We all know the mantra of electronics: faster, smaller, cheaper. Ever since Gordon Moore at Intel recognized the correlation between device density and time, we, as an industry, have been obsessed with cramming as much electronics into as small a space as possible. The obsession with device density has enabled some of the greatest technological achievements of humanity. Yet, there is no one rule to govern all of electronics, no one device trend that satisfies all needs. There are still a great many designs that can don’t have the strict space constraints that others have. There is freedom there, freedom to explore other avenues with benefits that would have to be left behind when having to fit within a very small box. It is not an insignificant portion of the market, it is far more than first-year engineering students beginning to learn about circuits and tinkering with a small bag filled with resistors, capacitors, and inductors.
We recognize that here at KEMET—the demand for high-quality, precision leaded components is still strong and we continue to serve that market. Part of what has enabled our longevity over the past 100 years is the leaded components that some of our competitors have forgotten about or outright chosen to ignore. Our Aximax and Goldmax lines of leaded ceramic capacitors still have a place at KEMET and within the market.
Most components end up spending their entire operational lives mounted onto a PCB. Most? So, what about those that don’t end up getting mounted on a PCB? There are many occasions where space constraints are so tight that there is no space for a PCB. Many electrical motors have capacitors attached to the leads of the carbon brushes. Those are not there for show, they are there to absorb the commutation noise that comes from the inductive spikes, which occur because of the rapid connecting and disconnecting between the commutator bars of the rotor. Without those capacitors, the amount of electrical noise and interference created by electrical motors would be significant.

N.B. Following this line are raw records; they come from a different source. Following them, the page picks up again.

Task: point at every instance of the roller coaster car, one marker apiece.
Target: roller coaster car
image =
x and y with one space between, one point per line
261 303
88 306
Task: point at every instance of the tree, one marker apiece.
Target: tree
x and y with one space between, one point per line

Have you ever used and old electric drill around a radio? When you pull that trigger, the radio goes from your favorite music station to static. The shift happens because the old drill does not have capacitors to absorb the electrical commutation noise. The resulting electromagnetic interference overpowers the radio signal. Losing your favorite song for a few seconds while doing some drilling is not a major loss, but the same could happen to your WiFi signal, Bluetooth signal, or cellular signal as the interference may reach those bands as well.

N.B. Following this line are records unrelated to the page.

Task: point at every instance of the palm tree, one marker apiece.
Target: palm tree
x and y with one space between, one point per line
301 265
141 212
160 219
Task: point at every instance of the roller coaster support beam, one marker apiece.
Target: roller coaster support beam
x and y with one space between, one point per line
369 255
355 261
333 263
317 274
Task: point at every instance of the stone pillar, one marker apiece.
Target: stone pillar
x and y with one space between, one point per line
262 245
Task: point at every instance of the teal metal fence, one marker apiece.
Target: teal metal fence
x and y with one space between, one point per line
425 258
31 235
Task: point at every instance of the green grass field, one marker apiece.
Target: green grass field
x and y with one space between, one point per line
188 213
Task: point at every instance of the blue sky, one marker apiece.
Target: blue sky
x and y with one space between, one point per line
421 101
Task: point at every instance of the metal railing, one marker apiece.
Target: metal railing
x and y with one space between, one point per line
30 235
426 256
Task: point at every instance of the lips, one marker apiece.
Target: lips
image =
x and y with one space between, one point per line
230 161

As cars become more and more connected over RF, all the various motors that power electronics, such as wipers, seats, windows, pumps, and powertrain, may use capacitors to absorb those inductive voltage spikes that can wreak havoc on other electronics, if left unchecked. The future of transportation is autonomous and those self-driving cars that will soon dominate our roads will be in constant communication with one another and with infrastructure. Mission critical communication systems need to operate in real time with no latency. The noise generated by electric motors will need to be mitigated such as to keep those critical lines of communication clear and noise free.

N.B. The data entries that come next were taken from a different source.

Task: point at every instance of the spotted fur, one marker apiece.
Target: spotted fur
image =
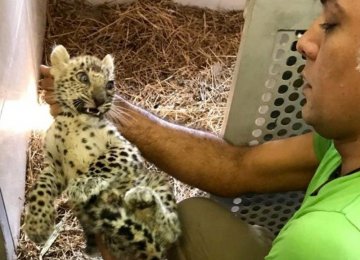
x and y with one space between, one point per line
102 174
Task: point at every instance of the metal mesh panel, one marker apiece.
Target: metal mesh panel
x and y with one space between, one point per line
279 110
266 98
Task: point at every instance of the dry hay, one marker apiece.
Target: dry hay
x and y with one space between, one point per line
173 60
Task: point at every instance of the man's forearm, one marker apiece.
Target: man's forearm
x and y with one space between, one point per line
195 157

Not all electronics live their lives in static, air-conditioned environments or held in shatter-proof cases. Some electrical systems, such as those in automotive and industrial applications, can consist of extreme temperature, vibration, and humidity. MLCCs are rigid bodies of ceramic material that are sintered together in a very hard, monolithic structure. But many times, hard also equals brittle. The most common failure mode of MLCCs is cracking due to flexing of the PCB. Similar to mechanical vibrations due to the piezoelectric effect being decoupled from the board using leaded components, the leaded connections can also help mitigate the mechanical stresses that can travel to the ceramic body and cause cracking.
No, leaded components are not a thing of the past. They still play a role in many electronic systems because of some of their benefits. When using ceramic capacitors, it is common to hear some low-level buzzing or hum when used in switching applications. The hum occurs because of something called the piezoelectric effect. Without getting too deep into the physics of it, the piezoelectric effect is the phenomenon that converts electrical energy in to mechanical energy. In the case of electronics, the effect can sometimes manifest itself as a low-grade hum when the electrical energy that was converted to mechanical energy causes MLCCs to vibrate. The vibrations can sometimes hit the resonant frequency of the PCB and create audible noise and cause the hum. Many low-cost electronics do not take steps to account for the microphonic noise that comes from the piezoelectric effect. There are many ways to mitigate this effect. One of the easiest ways is to decouple the ceramic body from the PCB such as using a lead frame. Using leaded components is another way to mitigate the vibrations that arise from the piezoelectric effect because the mechanical vibrations are decoupled from the PCB.
KEMET’s Aximax and Goldmax line of leaded ceramic capacitors offer the mechanical robustness that certain applications require.